(12)存外な展開
「楽なレースはねぇなぁ、やっぱり」
雉川は思ったことをそのまま声に出す。並んできているのが、日本語を理解しないイタリア人なので、わりと大きな声で呟いたのだ。
聞こえてもいいと思った雉川だが、アルフォンソの耳には届かない。スタンドの歓声が消しているのだ。三冠レースに、先週のジャパンカップ。燃え盛ったファンたちの競馬熱は中京でも続いていた。
一気に詰めたアルフォンソだが、交わせるかは疑問に思っていた。ここまでに脚を使ってしまって、シルバーゼットの反応は鈍くなった。相手にまだ余力が残っていれば、置いていかれる。ゼットにさらなる加速は期待できない。
昨年秋の来日時、3つ獲ったGⅠのうちの1つが、このシルバーゼットでのチャンピオンズ・カップだった。実力馬なのだが、地方重賞を転々としていたために印象が薄く、9番人気の低評価だった。なにしろ昨年、中央で走ったのはたった2走。中央のオープンクラスでは1つしか勝っていない。だから人気薄も当然と言えた。しかし、そんな低評価を嘲笑うかのように、ゼットは世界的名手アルフォンソに導びかれてダート王になった。このゼットのGⅠ奪取があったから、この秋、他の有力馬を置いて同じ馬主のシルバータスクに乗ったのだ。
年を越して、もう一つの中央GⅠフェブラリーで5着に沈んだため、ディフェンディングチャンピオンなのに今日は4番人気の評価だった。 アルフォンソはこの馬に愛着を持っていただけに、なんとしても勝ちたいと思っていた。特に今年の来日では、まだGⅠを勝っていない。昨年、一昨年共に3つずつ勝っていたのに、だ。

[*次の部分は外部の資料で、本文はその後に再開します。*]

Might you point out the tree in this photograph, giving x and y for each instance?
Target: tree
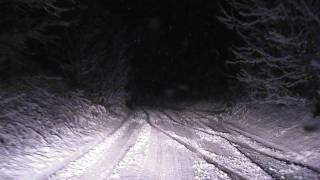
(22, 21)
(280, 42)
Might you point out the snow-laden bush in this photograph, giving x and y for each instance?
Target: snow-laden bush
(280, 48)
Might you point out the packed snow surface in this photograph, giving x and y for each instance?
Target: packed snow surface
(46, 136)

長い脚を使えることは、昨年の騎乗で分かっていた。直線の坂も堪えない。とにかく無理にでも追いかけて、直線の坂で一気に並ぼうと考えていた。そこでおそらくはバテるだろうが、ともかくそこまではやってみようと思った。
そして思惑どおり進んだ。とりあえず、相手は焦っている。あとはゼットが二の脚を発揮することを願うばかりだ。

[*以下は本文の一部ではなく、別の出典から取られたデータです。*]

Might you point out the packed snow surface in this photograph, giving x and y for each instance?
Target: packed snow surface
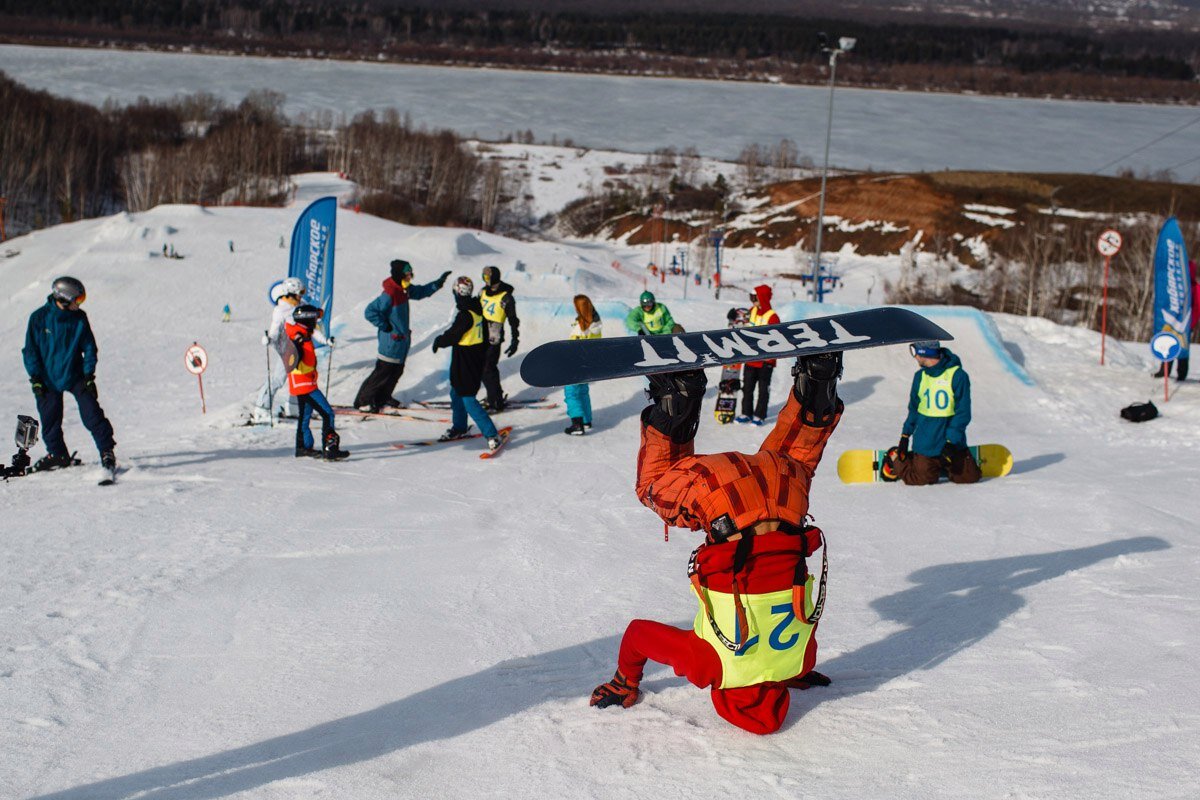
(229, 621)
(871, 128)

プルートーの一人旅と思っていたファンたちだが、意外にも直線マッチレースの叩き合いとなった。圧倒的1番人気と4番人気で配当的妙味はないが、見どころあるレースでファンは盛り上がる。いつも短期免許で来日しては暴れまわるアルフォンソが、12月に入ってようやく目を覚ました。内に雉川のプルートー、外にアルフォンソのシルバーゼット。
ゴールが迫るなか、アルフォンソはゼットの余力を感じていた。バテそうでバテない。やはり昨年の勝ち馬だ。そして自分が気に入った馬でもある。なかなかの底力があった。一応はプルートーと並走していっている。

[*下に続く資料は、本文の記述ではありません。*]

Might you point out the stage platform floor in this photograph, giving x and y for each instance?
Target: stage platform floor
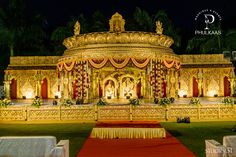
(179, 101)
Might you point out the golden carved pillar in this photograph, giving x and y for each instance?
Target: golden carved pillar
(221, 89)
(232, 83)
(38, 79)
(176, 83)
(168, 83)
(7, 88)
(143, 84)
(70, 85)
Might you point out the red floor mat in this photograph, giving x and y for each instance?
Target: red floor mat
(168, 147)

じわりじわりと、迫る。半馬身、首、アタマ……。ゼットの粘り腰もあるが、伸びるコースにもはまっている。毎年短期免許で来て思うが、日本のコースは伸びるラインが重要だ。それを見抜けば、馬の力を2割から3割伸ばせる。
そしてハナ面が並んだところでゴール。両馬とも、惰性で1コーナーへと流れる。
ジャパンカップ、そして昨日のステイヤーズ・ステークスに続いて、重賞でまたきわどい写真判定。
しかしアルフォンソは、僅かに届いていないと感じていた。ハナ差、届いていないと……。
届かず2着という意識はあったが、不思議にも、さして悔しさは沸いてこなかった。正直、ここまで接戦に持ち込める感覚がなかったのだ。見立てを超えた馬の能力と、たまたまはまったコース取り。この存外な2つがあったからこそ、ここまで迫れただけにすぎない。恵まれなかったら、おそらく、ちぎられていただろう。
雉川は逆に、分からなかった。まさかプルートーがここまで迫られるとは。その原因がよくつかめない。プルートーはよく伸びている。なのにこのきわどい差。きわどいどころか、差されているかもしれない。
原因を探れば、自分の騎乗に考えが及ぶ。一瞬一瞬の判断が遅れ、こうなってしまったのではないか。馬の力量がちがうのに写真判定まで持ち込まれたということは、ジョッキーの力量差ではないのか。自分が意識できないだけで、相当自分の騎乗技術が落ちてしまっているのではないか。
馬を反転させて戻る雉川の頭の中に、「引退」の文字が浮かんでいた。